Even if they understand, though, they see consequences. Biden’s decision to head home early reinforces questions about American commitment to the Asia-Pacific region and leaves a vacuum that China may exploit, according to analysts. A presidential visit to places like Papua New Guinea, where no U.S. leader has gone before, speaks loudly about diplomatic priorities — as does the failure to follow through.

This is not the first time an American president has scrubbed a foreign trip to deal with domestic concerns.
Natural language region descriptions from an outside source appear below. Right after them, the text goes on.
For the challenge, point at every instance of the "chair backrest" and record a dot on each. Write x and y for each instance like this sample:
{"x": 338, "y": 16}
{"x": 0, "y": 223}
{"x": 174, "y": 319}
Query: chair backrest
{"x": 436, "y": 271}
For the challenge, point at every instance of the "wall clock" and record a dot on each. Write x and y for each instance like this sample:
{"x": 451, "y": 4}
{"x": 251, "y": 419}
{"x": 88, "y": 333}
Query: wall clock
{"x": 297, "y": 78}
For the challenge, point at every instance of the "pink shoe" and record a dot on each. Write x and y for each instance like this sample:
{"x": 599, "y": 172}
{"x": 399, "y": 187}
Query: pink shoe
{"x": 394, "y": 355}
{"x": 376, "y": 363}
President George H.W. Bush cancelled a two-week trip to Asia in 1991 to show he was focused on a lagging economy at home, while President Bill Clinton scrapped a trip to Japan during a government shutdown in 1995. President Barack Obama delayed a trip to Indonesia and Australia in 2010 to focus on health care legislation, then skipped an Asia-Pacific summit meeting in 2013 during a government shutdown of his own.

The perpetual culture of crisis in Washington, however, has grown only more intense since the arrival of President Donald J. Trump, who threatened to unravel bedrock alliances and embraced longstanding adversaries abroad while disrupting democratic norms and economic conventions at home.

The debt ceiling showdown between Biden and Speaker Kevin McCarthy has underscored to the president’s peers that however much he may seek to restore normalcy, U.S. politics has not returned to the steady state of the past — not least because Trump seeks to reclaim office in next year’s election. World leaders took notice last week during Trump’s CNN town hall-style interview in which he refused to back Ukraine in its war against Russian invasion and casually endorsed the idea of a default, saying it would not be that damaging and indeed “could be maybe nothing.” That is not how most policymakers and analysts see it.

Treasury Secretary Janet L. Yellen said at a meeting of G7 finance ministers and central bankers in Japan last week that a default “would spark a global downturn” and “risk undermining U.S. global economic leadership and raise questions about our ability to defend our national security interests.”

Biden, a veteran of half a century in high office in Washington, has regularly remarked on the uncertainty surrounding America’s place in the world that he discovered when he took office after Trump’s disruptive four years. “America is back,” he said he would tell foreign counterparts, only to hear, “But for how long?”

By contrast to his predecessor, Biden has conducted a far more conventional foreign policy familiar to world leaders, and foreign officials see him as a more traditional U.S. president. But they also understand that he is presiding over a country whose democracy has been tested and found to be fragile. And they see a fractious politics in Washington that values confrontation over compromise, even at the risk of something that would have once been unimaginable, like a default.